Three out of four items I’m keeping because they are artefacts.  The fleece trousers became day wear when I wore them for a laparoscopy operation, a marvellous thing to have been through because I feel much more well since, and my body is more ready for babies (hey, I’m showing you my clothes inside out, I feel like we’re close…too much?).  The moon jumper has some happy memories: I learned to hula hoop in it a couple of years ago, taught by a nice lady I met, on the South Bank; I needed to learn to do some poetry with a hoop and met her at precisely the right time.  The black dress I wore when it was new, smart and as unrestricting as it is now, for the interview for the job that made my life brilliant.    The blue tee shirt doesn’t have a place in my heart, that I remember, but I like the colour and it’s useful for layering.  I’m not able to Not Keep any of them, perhaps because the poorer me might need to be comfortable or scruffy again and I don’t think it’s sensible to spend more money for that!

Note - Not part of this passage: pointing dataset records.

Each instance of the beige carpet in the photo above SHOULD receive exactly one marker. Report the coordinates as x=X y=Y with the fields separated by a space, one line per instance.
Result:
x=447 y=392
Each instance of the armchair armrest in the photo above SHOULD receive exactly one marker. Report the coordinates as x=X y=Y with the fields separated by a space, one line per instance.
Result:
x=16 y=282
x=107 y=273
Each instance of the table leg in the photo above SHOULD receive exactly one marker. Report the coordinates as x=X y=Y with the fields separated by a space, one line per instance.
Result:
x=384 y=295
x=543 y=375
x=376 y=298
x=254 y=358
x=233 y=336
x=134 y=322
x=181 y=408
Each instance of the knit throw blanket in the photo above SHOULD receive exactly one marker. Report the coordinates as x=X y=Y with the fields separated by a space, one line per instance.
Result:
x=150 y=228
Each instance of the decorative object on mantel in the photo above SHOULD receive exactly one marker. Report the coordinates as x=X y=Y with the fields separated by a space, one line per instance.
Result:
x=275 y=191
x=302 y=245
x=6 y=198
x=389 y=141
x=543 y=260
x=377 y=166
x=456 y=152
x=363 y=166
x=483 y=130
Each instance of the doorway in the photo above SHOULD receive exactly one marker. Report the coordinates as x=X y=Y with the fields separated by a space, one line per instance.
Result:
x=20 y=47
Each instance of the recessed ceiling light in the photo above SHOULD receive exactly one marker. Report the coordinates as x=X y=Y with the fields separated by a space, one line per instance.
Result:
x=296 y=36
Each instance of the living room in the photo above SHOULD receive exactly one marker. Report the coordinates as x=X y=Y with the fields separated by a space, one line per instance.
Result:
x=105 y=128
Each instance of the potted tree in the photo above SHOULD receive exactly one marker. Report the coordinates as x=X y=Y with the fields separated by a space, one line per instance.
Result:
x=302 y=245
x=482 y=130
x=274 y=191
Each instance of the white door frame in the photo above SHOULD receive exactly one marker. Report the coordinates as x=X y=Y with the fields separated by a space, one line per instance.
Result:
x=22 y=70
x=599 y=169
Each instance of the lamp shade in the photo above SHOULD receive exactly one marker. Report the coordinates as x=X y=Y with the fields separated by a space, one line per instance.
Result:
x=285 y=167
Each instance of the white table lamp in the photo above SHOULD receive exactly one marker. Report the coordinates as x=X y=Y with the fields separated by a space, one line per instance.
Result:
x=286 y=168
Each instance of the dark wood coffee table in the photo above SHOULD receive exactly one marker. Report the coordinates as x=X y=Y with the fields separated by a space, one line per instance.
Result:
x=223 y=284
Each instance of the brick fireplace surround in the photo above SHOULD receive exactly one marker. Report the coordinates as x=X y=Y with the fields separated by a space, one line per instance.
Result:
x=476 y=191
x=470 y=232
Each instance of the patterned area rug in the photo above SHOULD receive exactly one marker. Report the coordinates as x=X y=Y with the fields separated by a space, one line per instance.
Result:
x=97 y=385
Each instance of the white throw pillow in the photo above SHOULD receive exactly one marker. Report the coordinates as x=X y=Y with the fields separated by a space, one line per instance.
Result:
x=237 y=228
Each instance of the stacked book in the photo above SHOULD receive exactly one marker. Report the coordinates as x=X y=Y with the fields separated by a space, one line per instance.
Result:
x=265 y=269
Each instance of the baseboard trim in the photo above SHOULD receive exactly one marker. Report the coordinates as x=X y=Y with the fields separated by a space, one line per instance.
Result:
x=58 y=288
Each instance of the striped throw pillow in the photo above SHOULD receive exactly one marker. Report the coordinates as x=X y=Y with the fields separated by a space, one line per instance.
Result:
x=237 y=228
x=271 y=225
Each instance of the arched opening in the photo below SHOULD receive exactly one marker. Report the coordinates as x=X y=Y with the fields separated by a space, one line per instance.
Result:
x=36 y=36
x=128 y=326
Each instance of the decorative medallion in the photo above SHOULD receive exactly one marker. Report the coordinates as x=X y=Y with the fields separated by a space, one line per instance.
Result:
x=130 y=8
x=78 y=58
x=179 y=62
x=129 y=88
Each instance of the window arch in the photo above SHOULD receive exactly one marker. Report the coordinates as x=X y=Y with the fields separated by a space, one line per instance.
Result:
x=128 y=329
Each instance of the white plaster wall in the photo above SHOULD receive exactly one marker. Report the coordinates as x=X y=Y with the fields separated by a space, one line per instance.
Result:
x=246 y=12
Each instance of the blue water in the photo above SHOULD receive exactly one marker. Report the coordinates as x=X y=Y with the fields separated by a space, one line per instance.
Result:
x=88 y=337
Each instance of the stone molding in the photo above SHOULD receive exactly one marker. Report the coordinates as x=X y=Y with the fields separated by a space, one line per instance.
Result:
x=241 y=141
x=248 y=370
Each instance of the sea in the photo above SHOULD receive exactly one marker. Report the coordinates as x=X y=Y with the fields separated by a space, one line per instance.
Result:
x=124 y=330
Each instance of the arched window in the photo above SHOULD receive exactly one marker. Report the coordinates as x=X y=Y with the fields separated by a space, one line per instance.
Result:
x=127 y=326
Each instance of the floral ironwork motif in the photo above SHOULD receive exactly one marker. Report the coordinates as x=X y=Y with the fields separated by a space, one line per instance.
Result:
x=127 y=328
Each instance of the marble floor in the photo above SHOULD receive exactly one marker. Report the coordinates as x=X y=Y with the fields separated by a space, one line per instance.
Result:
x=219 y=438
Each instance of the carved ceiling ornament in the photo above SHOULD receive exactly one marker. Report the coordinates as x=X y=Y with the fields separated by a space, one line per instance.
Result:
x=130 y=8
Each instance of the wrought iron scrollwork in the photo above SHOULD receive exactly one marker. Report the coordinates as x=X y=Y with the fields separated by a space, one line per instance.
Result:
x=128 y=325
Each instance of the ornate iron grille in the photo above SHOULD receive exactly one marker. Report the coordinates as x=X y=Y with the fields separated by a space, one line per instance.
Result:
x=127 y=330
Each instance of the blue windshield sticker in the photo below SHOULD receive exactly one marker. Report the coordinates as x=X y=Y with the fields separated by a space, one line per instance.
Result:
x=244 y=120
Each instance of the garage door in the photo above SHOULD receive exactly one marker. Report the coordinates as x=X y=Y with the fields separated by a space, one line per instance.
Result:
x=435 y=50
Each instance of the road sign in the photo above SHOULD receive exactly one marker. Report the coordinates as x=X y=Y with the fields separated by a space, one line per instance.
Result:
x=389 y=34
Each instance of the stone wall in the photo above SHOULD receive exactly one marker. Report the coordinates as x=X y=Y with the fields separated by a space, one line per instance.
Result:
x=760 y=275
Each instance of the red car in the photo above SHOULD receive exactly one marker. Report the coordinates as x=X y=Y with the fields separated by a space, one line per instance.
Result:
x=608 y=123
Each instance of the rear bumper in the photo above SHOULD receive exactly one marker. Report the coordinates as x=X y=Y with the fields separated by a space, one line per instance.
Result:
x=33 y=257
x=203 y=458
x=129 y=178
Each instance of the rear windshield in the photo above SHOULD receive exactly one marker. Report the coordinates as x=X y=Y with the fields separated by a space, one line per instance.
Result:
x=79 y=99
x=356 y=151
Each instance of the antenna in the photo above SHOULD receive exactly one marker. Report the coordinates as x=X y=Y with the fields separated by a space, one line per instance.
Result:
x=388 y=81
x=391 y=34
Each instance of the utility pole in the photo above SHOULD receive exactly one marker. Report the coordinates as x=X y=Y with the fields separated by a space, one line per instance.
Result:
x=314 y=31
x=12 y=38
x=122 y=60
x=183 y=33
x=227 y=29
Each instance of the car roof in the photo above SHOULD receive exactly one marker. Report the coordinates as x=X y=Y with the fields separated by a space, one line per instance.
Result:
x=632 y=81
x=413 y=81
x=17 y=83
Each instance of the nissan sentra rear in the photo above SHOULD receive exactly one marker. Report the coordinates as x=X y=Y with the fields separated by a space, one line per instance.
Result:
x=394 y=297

The black pumps I was wearing with Thursday’s dress were so soaked and worn out by the end of the day – the sole stuck on with electrical tape – that I threw them in the bin on the way home (I was wearing my walking trainers).

More Playing

24.06.11

Friday’s clothes were play clothes: the sandals make me happier with their big, orange circles.  I feel like a bat-punk in the hoodie.  Good for playing and playing in work.  Saturday’s jumper dress was very misjudged.  BP was coming to stay, and she mentioned she was questioning what to wear.  I said clothes for sitting comfortably and talking, talking, talking – but fused the weather where she was with where I was and wore clothes for a chilly day (not the beginning of a heat wave).  It was fine in the air-con supermarket, not so much when cooking a slow roast – but the food and wool were good for talking, talking, all night.  It’s a classic jumper dress and in the Keep box.

25.06.11

Sunday’s vintage dress was a lucky find in a bag of fabric off cuts, in a craft cupboard.  It didn’t look very good when I found it, when I was two stone lighter than now, because I didn’t fill it out and it felt frumpy.  Now it does what I thought it would when I found it.  I spent the day imagining I might play tennis, and in reality, repotting my Christmas Tree (been meaning to since December). In the scorching sunshine, a barefoot day.